For over 10,000 years, peasants have always saved, selected, exchanged and sold seeds, and used and reused them to produce food. This is essential to peasants' right to food, as well as to global food security and biodiversity.
But the protection of intellectual property rights over seeds at the World Trade Organization (WTO) and the International Union for the Protection of New Varieties of Plants (UPOV), and the promotion of commercial seed systems have posed serious challenges to the protection of these customary practices, and to the maintenance of peasant seed systems and agro-biodiversity. In Europe, the creation of seed catalogues exclude peasants’ seeds, which in many cases cannot be offered for sale, and peasant seed systems are not well protected.

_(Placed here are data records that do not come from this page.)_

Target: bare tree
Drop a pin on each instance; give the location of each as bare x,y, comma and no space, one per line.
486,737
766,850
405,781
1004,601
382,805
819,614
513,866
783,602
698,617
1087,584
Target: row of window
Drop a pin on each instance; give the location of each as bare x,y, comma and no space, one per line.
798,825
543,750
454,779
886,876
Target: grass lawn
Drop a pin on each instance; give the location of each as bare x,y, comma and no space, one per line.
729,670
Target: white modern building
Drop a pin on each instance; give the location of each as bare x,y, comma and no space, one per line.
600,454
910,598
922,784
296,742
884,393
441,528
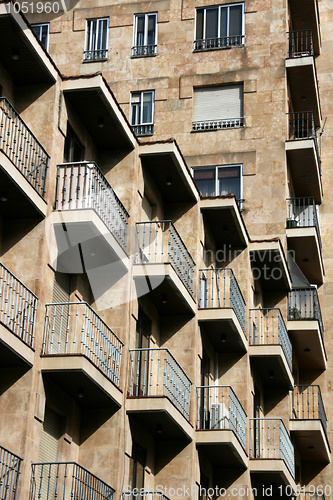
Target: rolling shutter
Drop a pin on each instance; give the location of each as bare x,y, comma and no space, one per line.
218,103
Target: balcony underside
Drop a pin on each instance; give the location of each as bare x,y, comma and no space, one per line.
303,86
224,220
94,104
82,243
310,440
155,413
222,328
166,290
270,363
304,167
85,383
304,335
33,65
271,473
13,351
304,242
23,200
222,448
166,167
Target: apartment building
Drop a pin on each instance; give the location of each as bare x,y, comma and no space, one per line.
165,289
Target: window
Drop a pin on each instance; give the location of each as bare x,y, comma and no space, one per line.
145,35
142,112
96,45
219,27
217,107
220,180
43,33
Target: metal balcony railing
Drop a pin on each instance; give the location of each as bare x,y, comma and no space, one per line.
22,148
303,213
219,289
75,328
95,55
303,304
66,480
224,42
267,327
17,306
10,468
81,186
144,50
155,372
308,404
301,43
302,126
219,408
159,242
269,439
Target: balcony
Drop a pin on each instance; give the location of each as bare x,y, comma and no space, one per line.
159,393
66,480
308,424
272,456
17,321
164,268
270,348
82,354
303,155
223,216
10,468
164,164
303,235
301,73
306,329
90,222
23,166
221,422
222,310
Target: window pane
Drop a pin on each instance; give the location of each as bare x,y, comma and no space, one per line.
211,23
235,21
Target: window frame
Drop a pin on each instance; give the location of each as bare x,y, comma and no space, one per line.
41,25
87,43
144,49
204,39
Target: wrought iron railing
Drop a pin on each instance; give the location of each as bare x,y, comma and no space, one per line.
95,55
308,404
17,306
144,50
301,43
75,328
53,480
219,408
303,304
269,439
219,43
159,242
217,124
303,213
155,372
82,185
22,148
219,289
267,327
10,468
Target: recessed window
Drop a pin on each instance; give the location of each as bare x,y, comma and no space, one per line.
96,44
145,35
43,33
218,107
219,27
219,181
142,112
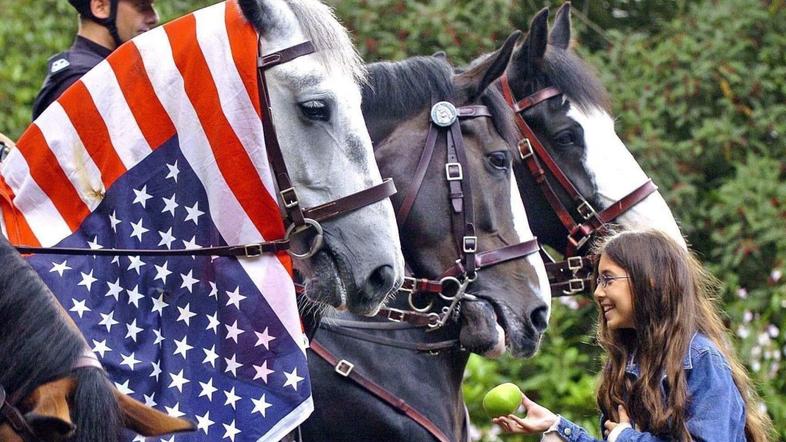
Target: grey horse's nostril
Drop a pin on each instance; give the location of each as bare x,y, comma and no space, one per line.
539,318
380,282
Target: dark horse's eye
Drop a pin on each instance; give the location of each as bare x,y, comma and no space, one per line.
499,160
565,138
316,110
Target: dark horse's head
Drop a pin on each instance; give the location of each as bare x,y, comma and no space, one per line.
510,308
40,345
577,130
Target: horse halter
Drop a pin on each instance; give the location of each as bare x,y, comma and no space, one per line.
446,117
11,414
298,218
591,221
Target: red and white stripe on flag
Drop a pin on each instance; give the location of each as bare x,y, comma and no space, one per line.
194,78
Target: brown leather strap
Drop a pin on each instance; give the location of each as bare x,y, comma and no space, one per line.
497,256
275,157
276,58
346,369
352,202
248,250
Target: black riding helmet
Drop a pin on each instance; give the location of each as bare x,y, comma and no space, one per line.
83,6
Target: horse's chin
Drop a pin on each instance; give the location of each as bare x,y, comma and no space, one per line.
491,329
324,284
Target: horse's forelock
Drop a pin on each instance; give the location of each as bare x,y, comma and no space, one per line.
576,79
334,46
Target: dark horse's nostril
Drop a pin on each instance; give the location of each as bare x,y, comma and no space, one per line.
539,318
380,282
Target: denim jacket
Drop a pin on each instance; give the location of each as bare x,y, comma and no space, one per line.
716,411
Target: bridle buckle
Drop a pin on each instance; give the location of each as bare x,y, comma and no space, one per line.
289,197
396,315
586,210
525,152
470,244
344,367
454,171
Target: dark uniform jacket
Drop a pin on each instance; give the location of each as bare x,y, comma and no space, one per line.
67,67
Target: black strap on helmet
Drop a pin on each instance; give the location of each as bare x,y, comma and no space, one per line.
83,6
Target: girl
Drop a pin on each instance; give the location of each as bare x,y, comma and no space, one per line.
670,373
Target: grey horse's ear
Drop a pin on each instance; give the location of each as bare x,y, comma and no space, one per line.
476,79
528,56
258,13
560,33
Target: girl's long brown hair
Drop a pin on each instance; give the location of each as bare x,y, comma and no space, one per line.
673,297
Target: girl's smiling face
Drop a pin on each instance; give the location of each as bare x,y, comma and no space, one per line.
614,295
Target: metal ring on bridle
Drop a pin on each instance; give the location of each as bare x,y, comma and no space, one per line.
451,280
316,244
416,308
444,114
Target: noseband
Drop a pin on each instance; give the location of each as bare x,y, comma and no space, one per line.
297,218
571,276
11,414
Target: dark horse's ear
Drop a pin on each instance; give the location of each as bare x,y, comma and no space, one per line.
560,32
258,12
476,79
528,57
148,421
50,415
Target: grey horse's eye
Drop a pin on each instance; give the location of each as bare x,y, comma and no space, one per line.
499,160
315,110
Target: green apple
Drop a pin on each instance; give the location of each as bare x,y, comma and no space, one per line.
502,400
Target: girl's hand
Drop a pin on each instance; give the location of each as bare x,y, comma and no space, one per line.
538,420
610,425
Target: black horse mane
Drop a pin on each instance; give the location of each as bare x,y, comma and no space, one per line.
38,346
576,79
400,89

To respond to these challenges, the United Nations (UN) Human Rights Council notably adopted a UN Declaration on the rights of peasants and other people working in rural areas (UN Declaration), in which the right to seeds is recognized.
Objectives
This project aims at raising awareness among European seed networks and peasant organizations on the importance of the UN Declaration. It will notably identify, via the publication of a guide and expert workshops, the main opportunities and obstacles to protect the right to seeds in Europe. It will also discuss how to promote changes in European laws, policies and trade agreements to ensure that they do not infringe, but facilitate the realization of peasants’ right to seeds.